9. CIP (Carriage and Insurance Paid To)
Explanation:
CIP (Carriage and Insurance Paid To) is similar to CPT, but in addition to paying for the transportation costs, the seller is also required to purchase insurance to cover the buyer’s risk during transit. The seller arranges and pays for insurance that covers the goods until they reach the final destination. However, like CPT, the risk transfers to the buyer once the goods are handed over to the carrier.
Example:
You’re purchasing electronic components from a supplier in Japan. Under CIP, the Japanese seller arranges and pays for transportation and insurance to cover the shipment to your destination in the U.K. Once the goods are handed over to the carrier in Japan, the risk transfers to you, but you’re protected by the insurance that the seller has arranged.
Tips for Buyers:
- Best For Buyers who want the seller to arrange transportation and insurance, ensuring protection during transit.
- Newbie Advice: CIP is a great option for beginners because it includes insurance coverage. However, make sure to understand the terms of the insurance and how much protection it offers to avoid unexpected gaps in coverage.
10. FAS (Free Alongside Ship)
Explanation:
FAS (Free Alongside Ship) means that the seller is responsible for delivering the goods to the port and placing them alongside the vessel. The buyer assumes all costs and risks from the moment the goods are placed alongside the ship, including loading, shipping, insurance, and further transportation.
Example:
Let’s say you’re importing raw materials from a supplier in Egypt. Under FAS terms, the Egyptian supplier transports the goods to the port in Alexandria and places them alongside the ship. Once the goods are at the port and ready for loading, the responsibility and cost transfer to you.
Tips for Buyers:
- Best For Buyers who have established relationships with shipping companies and want to take control of the sea transport process.
- Newbie Advice: FAS is mainly used for sea freight and places significant responsibility on the buyer. As a beginner, it’s important to ensure that you have a reliable shipping partner who can handle loading and transportation after the goods are placed alongside the vessel.

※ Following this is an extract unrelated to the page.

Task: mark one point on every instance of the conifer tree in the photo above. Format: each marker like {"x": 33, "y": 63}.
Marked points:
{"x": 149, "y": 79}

11. DAT (Delivered at Terminal)
Explanation:
Under DAT (Delivered at Terminal), the seller is responsible for delivering the goods to a specific terminal at the destination. The terminal could be a port, airport, or logistics hub. Once the goods arrive at the terminal and are unloaded, the risk transfers to the buyer, who is then responsible for any additional transportation or customs costs.
Example:
You’re purchasing construction materials from a supplier in Germany. The seller agrees to deliver the goods to a terminal in New York. Under DAT, the German supplier handles all the shipping and unloading at the terminal, but once the materials are unloaded, the responsibility for any further transportation to your job site falls on you.
Tips for Buyers:
- Best For Buyers who want the seller to handle transportation and unloading at a specific terminal but are prepared to manage transportation beyond the terminal.
- Newbie Advice: DAT simplifies the shipping process because the seller handles both transport and unloading. However, be prepared to arrange for transportation from the terminal to your final destination and take care of any customs clearance.
Conclusion
Shipping terms, or Incoterms, play a crucial role in international trade, defining the responsibilities of both buyers and sellers when it comes to transportation, costs, and risks. For beginner buyers, understanding these 11 key terms—such as EXW, FOB, CIF, DDP, and others—can help you navigate the complexities of shipping with confidence. By choosing the right shipping term, you can minimize risks, avoid unexpected costs, and ensure that your goods reach their destination efficiently and securely.
Summary:
Understanding Incoterms like EXW, FOB, and CIF can drastically improve your ability to handle international shipping. By knowing who is responsible for what, you can minimize risks, control costs, and ensure smoother transactions in global trade.